Introduction to File Systems

This lecture will serve as an introduction to file system organization; implementations and greater detail for FS's are covered in the last part of this class.

Put on your safari (not the browser, i.e.) hats everyone, because today we start exploring a file system from a CLI view!

Let's start out with a fundamental overview of what, precisely, we're exploring.

Brief Intro to Files

What is a file?

A file is simply a collection of data (text, images, etc.) stored in some memory location with a unique identifying name.

Plainly, it is important that we assign unique identifiers to each file on a storage medium lest there be ambiguity for common file operations.

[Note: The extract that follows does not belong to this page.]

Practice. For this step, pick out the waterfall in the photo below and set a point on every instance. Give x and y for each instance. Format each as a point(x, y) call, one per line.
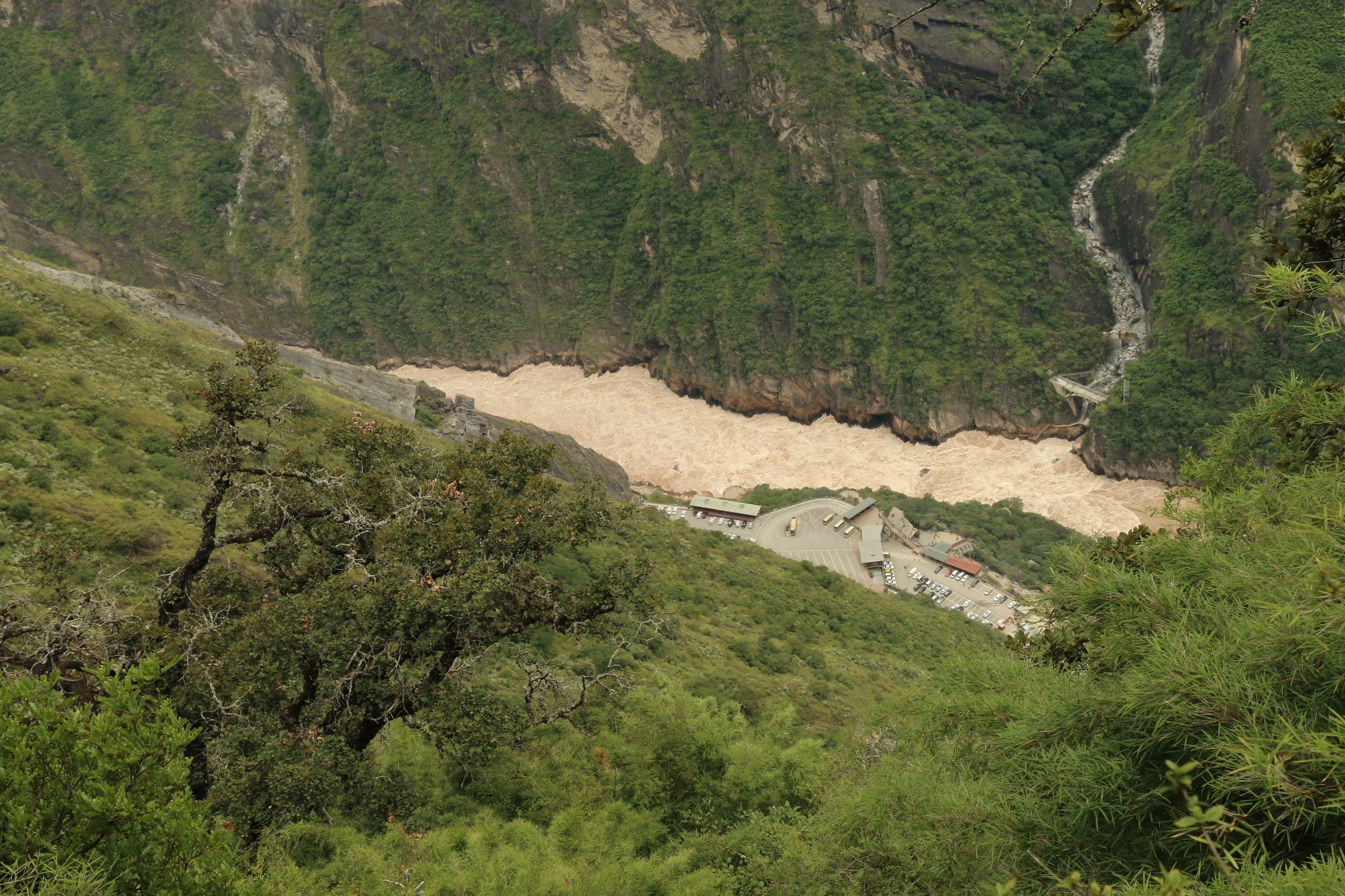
point(1130, 333)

Files are simply abstract data types in which data is organized according to the file type (e.g., .txt, .png, ...) and the OS supports six primitive file-manipulating operations.

Create a file: space for the file is reserved on the storage medium.
Writing to a file: adds data to the file.
Reading from a file: retrieves data from a file.
Repositioning within a file: seeks a location of specific data within a file.
Deleting a file: releasing storage memory associated with the file.
Truncating a file: removing data from a file.

How could the rename file operation be implemented in terms of the above, primitive operations?

Create a file with the new name, read from the old, write to the new, delete the old.

Brief Intro to File Systems

Given our requirement that files each possess a unique name to support the OS's basic file operations without ambiguity, what are the problems of storing files in one giant folder?

(1) Unique name violations would be rampant and difficult to maintain, (2) user-unfriendly, and organizationally poor -- would be impossible to find anything!

To combat these problems, we need a procedural means of organizing and storing files.

A file system formalization defines the procedures and data structures used to organize and store files on a disk.

Just how our file system organizes files will come with all of the performance benefits and drawbacks of the data structure that we use to organize them!

What is the typical way that modern file systems organize files? What abstract mechanic does it use?

"Folders" or, more generally, directories

As such, file systems organize the data into files whose locations are specified by the directory structure.

A directory structure is responsible for organizing file locations, including operations like listing and finding file locations.

Most directories can be nested to establish a hierarchy of increasingly specific file locations.

What data structure can be used to represent a file hierarchy of nested directories?

A tree!

Here's an example with sketched directories (orange) and files (blue) [and don't ask what's in Secret.txt].

Using this tree-structured directory, we can see a lot of analogies between the tree ADT vocabulary and those we commonly use in file systems:

The root is both the top level of the directory and the name of the super-user (user without access restrictions) in most Unix systems, since they have access to all system commands and files.
A file path is the sequence of directories from the root to the directory containing the file, as punctuated by the file name.
As such, all files are leaves in the directory structure, and all directories are internal nodes.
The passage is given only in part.